Figuratively, this noun came to denote any sort of test or trial — verification, authentication, audits, KYC, forms and certificates, stamps and seals, passwords and key phrases — by suspicious overlords, and because of the damaging, invasive, degrading and generally terroristic nature of such tests, it ultimately became figurative of torture, instruments of torture, or even torment by disease. It's used in Matthew 4:24, Luke 16:23 and 16:28 only, and particularly since this word describes conditions in Hades, it's prudent to note this word's element of trial, which indicates both intent and suspicion on behalf of the one who's doing the testing, or the accuser in whose name he tests. Our noun stems from an Egyptian word that simply means hard stone. A modern equivalent would be an acid test. From it come:
- The verb βασανιζω (basanizo), originally meaning to put to the test, but eventually taking on the meaning of to torture or torment. Still, our verb emphasizes the element of test and trial, rather than mere punishment, which indicates that the one who torments wants something, or wants to extract something, from the one who is tortured. This is rather insightful, since this verb is often used to describe a suffering from tortuous diseases, and indicates that the ancients were aware of pathogens that ravish the body for their own gain (see the noun βασανιστης, basanistes, below). This verb is used 12 times, see full concordance, and from it in turn come:
- The noun βασανισμος (basanismos), meaning a putting to the test, a torture, a torment. This noun is used 6 times; see full concordance.

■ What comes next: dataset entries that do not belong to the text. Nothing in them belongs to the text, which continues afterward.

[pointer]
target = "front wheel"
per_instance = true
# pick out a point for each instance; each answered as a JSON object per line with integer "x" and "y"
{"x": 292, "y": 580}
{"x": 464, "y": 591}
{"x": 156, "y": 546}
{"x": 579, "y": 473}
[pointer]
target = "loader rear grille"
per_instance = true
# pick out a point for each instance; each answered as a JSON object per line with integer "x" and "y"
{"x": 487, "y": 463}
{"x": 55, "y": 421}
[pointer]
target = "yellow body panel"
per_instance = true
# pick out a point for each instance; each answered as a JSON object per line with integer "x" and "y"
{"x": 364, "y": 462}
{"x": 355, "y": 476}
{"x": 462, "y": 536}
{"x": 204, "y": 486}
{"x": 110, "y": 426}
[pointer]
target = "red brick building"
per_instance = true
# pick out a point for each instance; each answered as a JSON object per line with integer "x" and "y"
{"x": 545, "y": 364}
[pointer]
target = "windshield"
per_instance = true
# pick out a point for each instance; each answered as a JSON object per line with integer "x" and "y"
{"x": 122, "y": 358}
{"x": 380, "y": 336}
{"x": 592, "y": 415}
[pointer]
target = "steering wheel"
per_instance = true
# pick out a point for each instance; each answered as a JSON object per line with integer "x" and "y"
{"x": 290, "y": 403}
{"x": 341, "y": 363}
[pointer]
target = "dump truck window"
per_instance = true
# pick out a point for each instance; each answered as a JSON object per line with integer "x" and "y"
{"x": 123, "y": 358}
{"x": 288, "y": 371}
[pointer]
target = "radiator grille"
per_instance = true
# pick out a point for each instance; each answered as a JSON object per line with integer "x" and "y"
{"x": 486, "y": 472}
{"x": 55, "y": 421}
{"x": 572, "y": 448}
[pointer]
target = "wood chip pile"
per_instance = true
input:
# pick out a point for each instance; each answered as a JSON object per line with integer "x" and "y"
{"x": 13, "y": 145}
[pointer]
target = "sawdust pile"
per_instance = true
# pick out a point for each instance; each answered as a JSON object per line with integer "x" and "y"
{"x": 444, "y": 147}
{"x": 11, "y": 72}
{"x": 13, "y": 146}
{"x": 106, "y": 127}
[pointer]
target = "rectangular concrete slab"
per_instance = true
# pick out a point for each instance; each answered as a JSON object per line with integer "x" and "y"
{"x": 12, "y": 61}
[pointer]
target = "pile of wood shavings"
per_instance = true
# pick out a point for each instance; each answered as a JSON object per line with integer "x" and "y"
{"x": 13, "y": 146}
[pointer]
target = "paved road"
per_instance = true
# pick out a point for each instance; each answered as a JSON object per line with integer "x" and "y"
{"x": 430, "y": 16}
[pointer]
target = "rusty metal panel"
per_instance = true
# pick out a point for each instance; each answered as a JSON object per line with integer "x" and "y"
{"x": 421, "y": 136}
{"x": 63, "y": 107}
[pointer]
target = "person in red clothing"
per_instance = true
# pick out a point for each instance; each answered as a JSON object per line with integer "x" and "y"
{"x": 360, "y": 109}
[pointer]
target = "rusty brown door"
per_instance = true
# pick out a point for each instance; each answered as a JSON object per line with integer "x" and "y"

- The noun βασανιστης (basanistes), meaning a tester, a torturer, a tormenter. This word occurs in Matthew 18:34 only, where a man is handed over to the tormenter until he paid off all this debts. In this case, the victim was probably not physically tortured, but rather financially, and his tormenter was rather an accountant who dissected his victim's life in search of any remaining properties to sell.